Akut toksisite çalışmalarında insanlarda kullanılan terapötik dozların oldukça üzerindeki dozlarda farmakolojik etkilere ve ölüme yol açmıştır. İnsanlarda kullanılan terapötik dozlar, oral yolla 0,7-1,0 mg/kg’dır. Farelerdeki LD50 değerleri (mg/kg) i.v. yolla 33, i.p. yolla 110, s.c. yolla 218, p.o. yolla 515; sıçanlarda i.p. yolla 100 ve p.o. yolla 1050’dir. Benzidaminin genel etkileri, fare, sıçan, tavşan ve kedilerde benzerdi; kas gevşemesi, sedasyon; daha yüksek dozlarda ataksi ve konvülsiyon şeklinde idi.

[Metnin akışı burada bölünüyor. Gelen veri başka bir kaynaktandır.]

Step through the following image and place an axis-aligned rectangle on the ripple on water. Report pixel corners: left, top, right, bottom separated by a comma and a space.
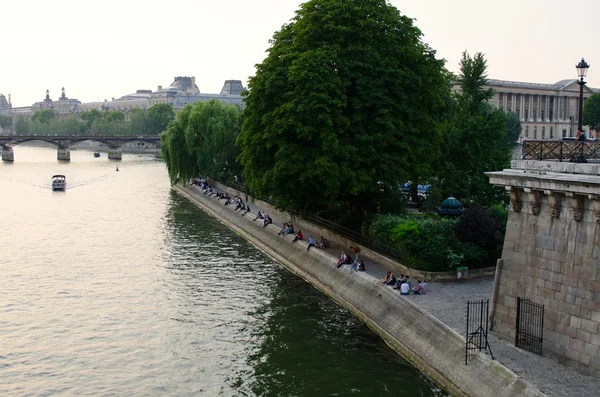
0, 147, 441, 397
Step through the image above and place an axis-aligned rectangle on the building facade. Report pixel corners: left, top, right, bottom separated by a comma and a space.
486, 79, 600, 140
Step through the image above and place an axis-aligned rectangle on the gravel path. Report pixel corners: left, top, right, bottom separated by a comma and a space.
190, 186, 600, 397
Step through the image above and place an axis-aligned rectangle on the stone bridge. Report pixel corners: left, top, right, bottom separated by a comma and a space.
0, 135, 160, 162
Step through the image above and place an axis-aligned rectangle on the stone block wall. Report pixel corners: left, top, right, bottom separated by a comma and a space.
488, 162, 600, 375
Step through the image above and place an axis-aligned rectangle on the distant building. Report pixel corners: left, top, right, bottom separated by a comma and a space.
454, 79, 600, 140
0, 76, 244, 120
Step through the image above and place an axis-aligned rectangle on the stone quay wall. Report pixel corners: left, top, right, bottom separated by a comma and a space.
487, 160, 600, 376
210, 181, 496, 281
173, 186, 543, 397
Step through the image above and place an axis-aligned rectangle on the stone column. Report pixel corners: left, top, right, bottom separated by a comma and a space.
519, 94, 527, 121
528, 94, 533, 121
56, 148, 71, 161
2, 149, 15, 163
108, 148, 123, 160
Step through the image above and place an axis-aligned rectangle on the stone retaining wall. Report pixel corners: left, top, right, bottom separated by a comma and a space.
211, 181, 496, 281
174, 186, 544, 397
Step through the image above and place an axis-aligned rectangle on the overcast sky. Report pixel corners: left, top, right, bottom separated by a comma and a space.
0, 0, 600, 106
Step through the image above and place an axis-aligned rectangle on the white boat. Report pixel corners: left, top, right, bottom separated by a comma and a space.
52, 175, 67, 192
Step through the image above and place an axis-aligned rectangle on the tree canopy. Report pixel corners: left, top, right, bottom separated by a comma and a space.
237, 0, 449, 218
436, 52, 508, 206
161, 99, 240, 182
582, 94, 600, 131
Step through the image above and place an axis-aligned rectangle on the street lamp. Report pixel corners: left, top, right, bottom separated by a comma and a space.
575, 58, 590, 132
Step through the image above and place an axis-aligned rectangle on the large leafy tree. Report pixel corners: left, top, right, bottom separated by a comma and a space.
237, 0, 449, 218
582, 94, 600, 132
437, 52, 512, 206
161, 99, 240, 182
146, 103, 175, 135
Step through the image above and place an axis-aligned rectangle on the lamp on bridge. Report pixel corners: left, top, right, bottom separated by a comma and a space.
575, 58, 590, 135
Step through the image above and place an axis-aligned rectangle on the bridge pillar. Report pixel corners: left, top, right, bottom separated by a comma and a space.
2, 149, 15, 163
56, 148, 71, 161
108, 148, 123, 160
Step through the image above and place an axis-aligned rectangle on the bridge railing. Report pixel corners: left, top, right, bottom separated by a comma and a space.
521, 140, 600, 162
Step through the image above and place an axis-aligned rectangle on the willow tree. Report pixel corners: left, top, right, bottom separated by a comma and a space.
237, 0, 449, 220
161, 99, 240, 181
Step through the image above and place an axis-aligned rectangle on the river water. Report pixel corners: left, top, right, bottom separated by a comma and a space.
0, 146, 442, 397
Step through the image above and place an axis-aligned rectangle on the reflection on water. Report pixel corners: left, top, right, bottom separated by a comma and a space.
0, 147, 439, 396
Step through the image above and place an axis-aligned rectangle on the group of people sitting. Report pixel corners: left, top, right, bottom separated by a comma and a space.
190, 177, 427, 295
381, 271, 427, 295
337, 245, 365, 272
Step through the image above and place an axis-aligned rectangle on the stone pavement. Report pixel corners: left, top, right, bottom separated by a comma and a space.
196, 186, 600, 397
403, 278, 600, 396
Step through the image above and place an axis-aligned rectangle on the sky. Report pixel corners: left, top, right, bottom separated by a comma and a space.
0, 0, 600, 106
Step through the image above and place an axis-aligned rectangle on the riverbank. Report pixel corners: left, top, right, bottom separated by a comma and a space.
173, 186, 543, 397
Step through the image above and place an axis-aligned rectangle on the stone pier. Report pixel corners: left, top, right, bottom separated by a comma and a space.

Köpeklerde sedasyon oluşturdu; fakat kusma, yüksek dozaj çalışmasını önledi.

Benzidamin, fare ve sıçanlarda yapılan kronik çalışmalarda yüksek dozlarda büyüme geriliği ve karaciğerde büyüme oluşturdu. Benzidamin, hematolojik parametreleri, karaciğer fonksiyonunu, üremeyi ve büyük organların histolojik yapısını değiştirmedi.